On-Call Without Burnout: Designing Rotations That Don't Destroy Your Team

Why On-Call Burns People Out
Rotation Design
Writing Good Runbooks: The 3 AM Test
Alert Quality Over Quantity
Escalation Policies
Protecting Personal Time
On-Call Retrospectives

Team collaboratively planning their on-call rotation and processes

On-call is the tax engineers pay for running production systems. And like any tax, if it’s designed poorly, people resent it, avoid it, and eventually leave. I’ve been on both sides — the engineer getting paged six times in one night for alerts that didn’t matter, and the lead designing a rotation that people don’t dread. The difference is never the services. It’s always the rotation design, the alert quality, and the runbook culture. If your on-call is burning people out, that’s not a people problem. It’s a design problem. And design problems have solutions.

“Monitoring is for asking questions. Alerting is for demanding answers. Know the difference.” — Charity Majors

Why On-Call Burns People Out

It’s rarely one thing.
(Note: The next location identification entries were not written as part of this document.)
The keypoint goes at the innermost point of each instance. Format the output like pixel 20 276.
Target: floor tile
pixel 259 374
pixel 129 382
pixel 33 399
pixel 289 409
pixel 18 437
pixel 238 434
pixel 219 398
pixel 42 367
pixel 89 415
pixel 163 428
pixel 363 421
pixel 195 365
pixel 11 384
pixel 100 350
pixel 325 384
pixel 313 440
It’s the compounding effect of several, and understanding them is the first step to fixing them.

Burnout Factor	What It Looks Like	The Real Cost
Alert fatigue	15 pages in a night, 12 are false positives	Engineers stop trusting the pager — then miss the real alert
Unclear runbooks	Paged at 3 AM with no idea what to do	Longer incidents, more stress, slower resolution
No escalation path	Stuck with no one to call for help	4-hour solo incidents, isolation, resentment
No compensation	On-call is “just part of the job”	Your best engineers leave for companies without pagers
Uneven distribution	One person gets paged 3x more than others	Feels unfair because it is unfair — it’s a reliability problem masquerading as a rotation problem

Every on-call system I’ve improved started by honestly diagnosing which of these factors was doing the most damage.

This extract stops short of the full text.